The boxes I have do not leak. Matter of fact they seal so well that I have to burp the plug to open the lid if I have sat on them or let the cold out and heat in. Just put them through a month of scalloping and grouper fishing. Put them up against any cooler. I have a yeti and an Rtic. Beats both hands down.


----------



## LTZ25

There are nice boxes but not as good as a Yeti or Pelican, but they are about half the price so it's a good option.


----------



## blood on the ground

Good information, thanks for sharing! How was the grouper fishing this year?


----------



## bandit819

blood on the ground said:


> Good information, thanks for sharing! How was the grouper fishing this year?

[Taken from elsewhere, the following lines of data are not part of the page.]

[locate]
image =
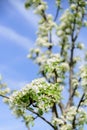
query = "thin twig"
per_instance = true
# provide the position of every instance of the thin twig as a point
(4, 96)
(79, 104)
(41, 117)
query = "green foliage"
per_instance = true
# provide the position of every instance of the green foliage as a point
(61, 72)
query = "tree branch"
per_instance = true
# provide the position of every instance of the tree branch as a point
(57, 13)
(40, 117)
(4, 96)
(79, 104)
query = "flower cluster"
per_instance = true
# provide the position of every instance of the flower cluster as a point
(38, 93)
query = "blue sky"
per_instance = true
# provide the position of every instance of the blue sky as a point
(18, 28)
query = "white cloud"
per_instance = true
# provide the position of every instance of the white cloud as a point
(14, 36)
(27, 14)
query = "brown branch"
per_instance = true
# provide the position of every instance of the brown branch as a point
(4, 96)
(79, 104)
(40, 117)
(57, 13)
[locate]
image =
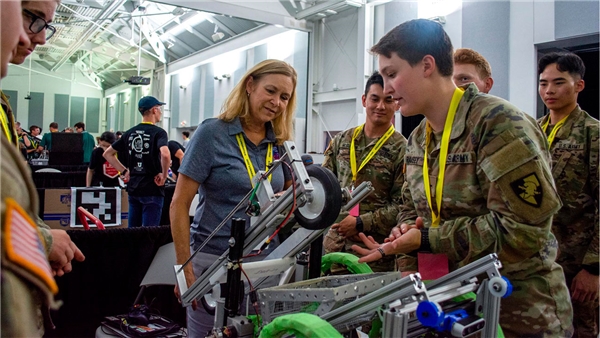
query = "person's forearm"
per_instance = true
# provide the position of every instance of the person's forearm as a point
(88, 177)
(180, 230)
(165, 163)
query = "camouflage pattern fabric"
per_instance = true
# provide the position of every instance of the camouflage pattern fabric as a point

Did well limited out most days. Blew my motor after a few weeks. Pulled everything home early. Waiting on diagnosis to decide if I'm gonna fix or repower.


----------



## nkbigdog

bandit819 said:


> The boxes I have do not leak. Matter of fact they seal so well that I have to burp the plug to open the lid if I have sat on them or let the cold out and heat in. Just put them through a month of scalloping and grouper fishing. Put them up against any cooler. I have a yeti and an Rtic. Beats both hands down.



Very Nice Sir!! Love that cushion. I do have a 65qt Pelican that has seen 3 seasons and has a life time warranty..I would propose that once you are on the water for Grouper again, let me know. We can do a test while thinking of stories, to tell about the big one that got away..Oh and the test will be one against the other, cooler that is. Oh and I will supply the beer and gas.


----------



## snookdoctor

I ordered a Gatorbox 63 qt the other day. I also found the manufacturer in China that they buy from. Cooler was $70 on the China website, but freight and fees brought it up to over $500. 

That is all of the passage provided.